Pressemeldung Nr. 213 vom

Herleitungsbericht zur Flutung mangelhaft GRÜNE fordern Stopp der laufenden Arbeiten in Asse II

Die Landtagsgrünen haben "den sofortigen Stopp aller Arbeiten" in der Schachtanlage Asse II gefordert. Die heutige (Dienstag) Unterrichtung durch Vertreter des Landkreises Wolfenbüttel, der Asse-Begleitgruppe und der Arbeitsgruppe Optionenvergleich habe gezeigt, dass der so genannte "Herleitungsbericht" als Grundlage für die Flutung der Anlage völlig mangelhaft sei, sagte der Fraktionsvorsitzende Stefan Wenzel in Hannover. "Jetzt dürfen keine Fakten geschaffen werden, die andere Optionen wie die Rückholung oder die Stabilisierung des maroden Grubengebäudes unmöglich machen."
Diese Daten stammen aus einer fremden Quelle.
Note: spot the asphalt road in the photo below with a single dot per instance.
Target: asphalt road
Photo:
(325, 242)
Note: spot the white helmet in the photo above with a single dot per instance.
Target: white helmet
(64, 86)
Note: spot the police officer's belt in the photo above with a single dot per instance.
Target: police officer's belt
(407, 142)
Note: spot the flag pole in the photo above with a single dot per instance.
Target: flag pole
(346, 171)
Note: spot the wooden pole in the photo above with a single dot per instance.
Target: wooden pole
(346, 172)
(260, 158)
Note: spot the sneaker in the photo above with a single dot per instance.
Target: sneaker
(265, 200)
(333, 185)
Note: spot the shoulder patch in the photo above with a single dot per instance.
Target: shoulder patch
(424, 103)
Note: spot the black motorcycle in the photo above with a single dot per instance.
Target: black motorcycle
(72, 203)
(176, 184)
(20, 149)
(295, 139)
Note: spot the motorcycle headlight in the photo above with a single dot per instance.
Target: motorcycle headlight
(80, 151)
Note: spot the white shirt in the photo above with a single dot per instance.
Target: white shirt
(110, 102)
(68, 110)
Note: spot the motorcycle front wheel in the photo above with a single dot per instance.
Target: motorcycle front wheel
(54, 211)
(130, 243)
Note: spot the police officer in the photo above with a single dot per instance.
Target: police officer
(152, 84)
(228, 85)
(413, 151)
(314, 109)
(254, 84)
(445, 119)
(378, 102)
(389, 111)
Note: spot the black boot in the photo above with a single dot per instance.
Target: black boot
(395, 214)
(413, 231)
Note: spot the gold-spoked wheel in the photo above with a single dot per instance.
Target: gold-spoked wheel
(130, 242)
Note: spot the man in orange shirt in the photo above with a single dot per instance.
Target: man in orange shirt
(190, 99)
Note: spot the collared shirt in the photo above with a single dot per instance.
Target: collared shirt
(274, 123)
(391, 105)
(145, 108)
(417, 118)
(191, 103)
Der Bericht zeige, dass das Helmholtzzentrum München als Betreiber entgegen öffentlichen Verlautbarungen praktisch keinen Vergleich verschiedener Möglichkeiten zur endgültigen Stilllegung angestellt habe. Es werde lediglich die Flutung der Schachtanlage mit einer wässrigen Magnesiumsalz-Lösung verfolgt. Wichtige Rahmenbedingungen seien dabei gar nicht untersucht worden. "Das ist völlig unzureichend und gefährlich", sagte Wenzel. Kein Mensch könne vorhersagen, was bei der Flutung des Bergwerks mit dem Atommüll geschehen werde.

Wenzel bezweifelte zudem, dass das Niedersächsische Umweltministerium bis Juni dieses Jahres keine Kenntnis vom Auftreten der radioaktiven Laugen gehabt habe, die die zulässigen Grenzwerte für Cäsium 137 um ein Vielfaches überschritten. Der zuständige Referent im Umweltministerium habe offenbar bis zum Jahr 2005 im Landesbergamt gearbeitet und sei dort für die Asse zuständig gewesen. Mit seinem Wechsel ins Umweltministerium sei die Einbindung erfolgt und die Informationen des Landesbergamtes hätten zur Verfügung gestanden.